There is this guy I hang out with named John who is just your average every day kinda guy.  That is until you strap a backpack onto him at which point he becomes (insert superhero intro music here) ”You Poor Bastard”.  A man with the ability to have strangers offer any manner of help without solicitation.  He can be sitting on a bench and people will walk up and offer him food, money, tobacco and what-not.  Place me on the same bench and people just see some guy with no needs.  While I do not really have any needs to be addressed by the general public walking by it would be nice to be “You Poor Bastard” once in a while.

     I have yet to figure out just what it is that causes others to see him as “You Poor Bastard” unless it is triggered be pheromones.  If I am correct this could be a marketable commodity.  While some may see the market for such a product to be rather small I see it to be quite large.

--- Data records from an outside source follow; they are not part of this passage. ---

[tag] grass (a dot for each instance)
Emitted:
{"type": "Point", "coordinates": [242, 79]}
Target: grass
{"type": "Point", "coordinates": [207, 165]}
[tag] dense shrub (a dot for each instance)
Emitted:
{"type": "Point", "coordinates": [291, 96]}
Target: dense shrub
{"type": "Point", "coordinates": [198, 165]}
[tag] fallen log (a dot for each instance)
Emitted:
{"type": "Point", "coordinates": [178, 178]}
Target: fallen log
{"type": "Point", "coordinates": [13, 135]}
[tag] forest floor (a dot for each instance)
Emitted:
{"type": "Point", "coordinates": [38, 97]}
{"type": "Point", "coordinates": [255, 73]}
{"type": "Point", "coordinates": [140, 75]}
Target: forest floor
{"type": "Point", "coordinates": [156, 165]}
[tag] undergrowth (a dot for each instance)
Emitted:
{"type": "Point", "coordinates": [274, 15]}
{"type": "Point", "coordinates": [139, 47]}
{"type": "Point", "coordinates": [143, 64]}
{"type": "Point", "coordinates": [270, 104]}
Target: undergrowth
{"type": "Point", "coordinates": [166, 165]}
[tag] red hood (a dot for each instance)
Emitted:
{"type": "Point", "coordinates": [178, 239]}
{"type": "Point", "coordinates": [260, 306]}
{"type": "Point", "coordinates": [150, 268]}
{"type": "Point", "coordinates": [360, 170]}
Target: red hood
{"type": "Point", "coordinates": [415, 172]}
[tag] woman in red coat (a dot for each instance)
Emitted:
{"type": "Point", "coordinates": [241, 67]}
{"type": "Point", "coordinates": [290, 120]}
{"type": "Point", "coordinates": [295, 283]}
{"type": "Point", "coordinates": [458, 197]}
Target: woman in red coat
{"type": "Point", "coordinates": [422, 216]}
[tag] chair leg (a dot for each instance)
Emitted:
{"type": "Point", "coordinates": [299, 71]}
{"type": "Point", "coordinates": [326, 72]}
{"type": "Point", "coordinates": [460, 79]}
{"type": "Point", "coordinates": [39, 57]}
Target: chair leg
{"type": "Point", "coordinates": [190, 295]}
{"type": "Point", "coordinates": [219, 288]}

Business men: Say he needs to pitch a bad idea with a poor presentation that would normally be laughed out of the board.  With a splash of ”You Poor Bastard” his audience would be captured by the idea and his worth to the company would skyrocket.

Sales men: This guy would be able to sell even the most hardcore penny pincher on that great rust preventative undercoating for the new car being offered eventually making him salesman of the month.

Contractor: Instead of adding just a bedroom the customer would like the idea of a rumpus room, media room, new family room and wet bar for each of these additions.

The product would be sold as a scent called (are you ready?) Success.
OK, maybe I need a dash of Success to get this idea off and running. Is that a paradox?